Monday, 26 November 2012

Who watches what you type?

The IET magazine says that computer vision scientists at the University of North Carolina have revealed a way to compromise smartphone security. They have an effective way to snoop on every word typed on a person’s smartphone screen.
They were able to snoop on a phone from anything up to 60m away, and were able to reconstruct a message typed on the screen from video footage. The scientists said that “We found it was possible to automatically recover typed text, from reasonable distances, even using low-budget equipment,”
The project, dubbed iSpy, relies on the virtual keyboard that smartphones like the iPhone employ which pops-up each letter at a larger scale as you select it. They were able to capture images using an off-the-shelf video camera, stabilise the images and then analyse them.  At a distance it is not easy to work out which one of adjacent letters had been typed. To enable recognition iSpy fed the image data into a program that uses language models to calculate probable meaning depending on context, resulting in 90 per cent accuracy.

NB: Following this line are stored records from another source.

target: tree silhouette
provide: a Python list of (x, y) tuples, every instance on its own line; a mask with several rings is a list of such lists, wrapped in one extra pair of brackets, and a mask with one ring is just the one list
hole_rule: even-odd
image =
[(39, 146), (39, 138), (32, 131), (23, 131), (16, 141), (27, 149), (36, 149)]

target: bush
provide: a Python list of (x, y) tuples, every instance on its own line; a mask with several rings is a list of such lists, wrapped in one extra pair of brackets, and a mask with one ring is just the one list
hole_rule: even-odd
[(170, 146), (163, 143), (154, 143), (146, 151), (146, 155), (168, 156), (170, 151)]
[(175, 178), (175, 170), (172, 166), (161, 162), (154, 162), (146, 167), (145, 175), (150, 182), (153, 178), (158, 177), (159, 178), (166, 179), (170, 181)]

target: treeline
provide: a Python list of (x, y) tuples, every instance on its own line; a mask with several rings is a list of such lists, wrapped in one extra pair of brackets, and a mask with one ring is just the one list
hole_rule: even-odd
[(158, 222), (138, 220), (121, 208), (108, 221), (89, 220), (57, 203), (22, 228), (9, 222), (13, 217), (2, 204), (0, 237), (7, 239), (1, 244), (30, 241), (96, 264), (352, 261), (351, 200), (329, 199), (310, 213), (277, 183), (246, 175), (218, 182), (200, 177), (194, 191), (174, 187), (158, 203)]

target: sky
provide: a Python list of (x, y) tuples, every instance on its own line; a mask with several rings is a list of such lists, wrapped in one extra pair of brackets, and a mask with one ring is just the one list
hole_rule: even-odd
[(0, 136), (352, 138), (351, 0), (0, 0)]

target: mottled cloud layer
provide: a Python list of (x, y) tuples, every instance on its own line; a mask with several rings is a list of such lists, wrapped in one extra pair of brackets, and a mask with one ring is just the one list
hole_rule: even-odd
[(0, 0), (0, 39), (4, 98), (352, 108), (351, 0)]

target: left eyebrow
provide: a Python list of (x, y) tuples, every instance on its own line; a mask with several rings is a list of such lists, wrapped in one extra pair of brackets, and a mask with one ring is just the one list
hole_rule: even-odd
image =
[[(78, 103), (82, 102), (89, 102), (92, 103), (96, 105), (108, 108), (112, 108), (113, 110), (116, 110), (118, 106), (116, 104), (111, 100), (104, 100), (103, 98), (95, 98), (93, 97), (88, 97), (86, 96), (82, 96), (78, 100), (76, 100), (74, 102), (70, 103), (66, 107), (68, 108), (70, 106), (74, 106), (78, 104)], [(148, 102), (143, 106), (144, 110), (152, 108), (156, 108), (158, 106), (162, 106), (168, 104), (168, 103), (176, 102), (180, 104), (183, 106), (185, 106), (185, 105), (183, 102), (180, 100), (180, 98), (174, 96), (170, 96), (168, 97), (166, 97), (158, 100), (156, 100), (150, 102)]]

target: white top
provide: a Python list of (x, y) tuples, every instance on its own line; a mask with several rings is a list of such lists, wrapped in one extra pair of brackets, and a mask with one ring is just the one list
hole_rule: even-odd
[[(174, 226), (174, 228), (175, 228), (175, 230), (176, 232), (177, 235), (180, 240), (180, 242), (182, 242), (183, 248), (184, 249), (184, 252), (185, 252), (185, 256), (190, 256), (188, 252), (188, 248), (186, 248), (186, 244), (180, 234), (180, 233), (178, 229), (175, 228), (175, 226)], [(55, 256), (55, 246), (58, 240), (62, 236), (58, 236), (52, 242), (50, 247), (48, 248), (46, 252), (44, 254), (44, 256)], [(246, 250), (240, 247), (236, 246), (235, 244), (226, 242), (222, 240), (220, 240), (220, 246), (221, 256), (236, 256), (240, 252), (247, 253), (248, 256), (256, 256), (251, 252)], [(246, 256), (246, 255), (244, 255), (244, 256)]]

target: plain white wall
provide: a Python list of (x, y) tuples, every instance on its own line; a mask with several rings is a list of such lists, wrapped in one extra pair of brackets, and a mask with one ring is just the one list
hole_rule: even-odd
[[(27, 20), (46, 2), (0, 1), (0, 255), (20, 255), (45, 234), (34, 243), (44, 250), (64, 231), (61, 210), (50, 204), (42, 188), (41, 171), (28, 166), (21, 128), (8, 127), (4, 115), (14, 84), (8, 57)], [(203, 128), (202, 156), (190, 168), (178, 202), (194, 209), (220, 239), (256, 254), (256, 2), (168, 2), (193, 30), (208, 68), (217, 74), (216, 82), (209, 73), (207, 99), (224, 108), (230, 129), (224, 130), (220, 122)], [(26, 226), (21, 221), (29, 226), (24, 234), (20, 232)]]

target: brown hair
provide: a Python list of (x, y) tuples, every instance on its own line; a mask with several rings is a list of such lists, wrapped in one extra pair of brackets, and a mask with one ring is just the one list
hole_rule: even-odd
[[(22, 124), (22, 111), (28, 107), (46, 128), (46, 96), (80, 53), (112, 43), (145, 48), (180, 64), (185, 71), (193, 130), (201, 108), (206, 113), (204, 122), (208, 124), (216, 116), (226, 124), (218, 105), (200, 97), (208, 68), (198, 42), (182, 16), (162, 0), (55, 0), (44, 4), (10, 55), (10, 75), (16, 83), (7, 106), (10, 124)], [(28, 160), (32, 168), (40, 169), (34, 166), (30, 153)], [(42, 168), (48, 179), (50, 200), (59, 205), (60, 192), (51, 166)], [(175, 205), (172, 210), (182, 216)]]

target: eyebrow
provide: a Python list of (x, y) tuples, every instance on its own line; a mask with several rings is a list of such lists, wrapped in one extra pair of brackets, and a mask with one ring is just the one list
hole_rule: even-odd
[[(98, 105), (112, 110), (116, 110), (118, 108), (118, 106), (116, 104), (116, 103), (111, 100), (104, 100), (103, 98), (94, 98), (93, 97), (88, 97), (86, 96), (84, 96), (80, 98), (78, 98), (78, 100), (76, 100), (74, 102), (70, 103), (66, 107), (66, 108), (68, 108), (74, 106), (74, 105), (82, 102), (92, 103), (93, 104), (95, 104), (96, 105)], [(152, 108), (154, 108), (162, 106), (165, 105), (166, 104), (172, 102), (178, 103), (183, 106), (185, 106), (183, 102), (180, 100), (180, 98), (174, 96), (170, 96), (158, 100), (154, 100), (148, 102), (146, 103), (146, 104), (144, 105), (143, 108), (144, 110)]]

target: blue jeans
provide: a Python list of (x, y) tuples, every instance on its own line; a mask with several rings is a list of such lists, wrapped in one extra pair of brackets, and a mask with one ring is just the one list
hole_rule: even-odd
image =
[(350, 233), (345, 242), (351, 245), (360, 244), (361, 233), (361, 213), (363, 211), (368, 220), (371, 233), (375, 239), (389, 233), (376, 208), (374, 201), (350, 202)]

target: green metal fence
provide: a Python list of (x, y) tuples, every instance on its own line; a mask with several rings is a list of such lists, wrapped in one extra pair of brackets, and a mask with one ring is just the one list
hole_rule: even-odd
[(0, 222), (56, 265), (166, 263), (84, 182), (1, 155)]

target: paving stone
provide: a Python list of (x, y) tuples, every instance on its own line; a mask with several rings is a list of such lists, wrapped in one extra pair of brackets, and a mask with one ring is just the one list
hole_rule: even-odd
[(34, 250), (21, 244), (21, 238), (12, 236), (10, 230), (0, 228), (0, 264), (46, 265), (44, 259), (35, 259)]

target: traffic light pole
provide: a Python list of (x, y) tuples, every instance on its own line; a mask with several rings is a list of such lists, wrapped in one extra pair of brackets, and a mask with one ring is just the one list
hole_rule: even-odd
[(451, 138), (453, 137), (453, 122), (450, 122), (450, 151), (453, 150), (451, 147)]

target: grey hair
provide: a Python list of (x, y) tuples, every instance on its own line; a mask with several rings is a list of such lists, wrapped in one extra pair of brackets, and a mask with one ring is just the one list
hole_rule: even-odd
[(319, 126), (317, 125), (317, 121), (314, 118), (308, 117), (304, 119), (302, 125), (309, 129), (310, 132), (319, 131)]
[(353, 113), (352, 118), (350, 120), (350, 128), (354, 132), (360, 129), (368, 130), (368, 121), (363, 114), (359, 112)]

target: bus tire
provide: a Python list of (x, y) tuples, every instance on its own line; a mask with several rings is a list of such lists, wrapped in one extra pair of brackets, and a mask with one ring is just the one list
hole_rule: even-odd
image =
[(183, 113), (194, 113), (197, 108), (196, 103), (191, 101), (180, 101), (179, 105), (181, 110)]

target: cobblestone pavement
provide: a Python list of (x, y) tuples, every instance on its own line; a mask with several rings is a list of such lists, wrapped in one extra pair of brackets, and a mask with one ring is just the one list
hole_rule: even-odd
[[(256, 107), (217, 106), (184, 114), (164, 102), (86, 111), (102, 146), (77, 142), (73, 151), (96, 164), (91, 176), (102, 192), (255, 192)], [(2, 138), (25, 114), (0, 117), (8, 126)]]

One of the scientists, Fabian Monrose, said iSpy was able to recover passwords remarkably easily, even though it relied on contextual information to help it. Users must have been choosing simpler words and ideas as passwords - instead of random strings of characters.

Perhaps people should be thinking about protecting themselves better by using systems like two-layer authentication. This system protects your account by requiring a second password in the form of a numeric code sent to your mobile phone when you login.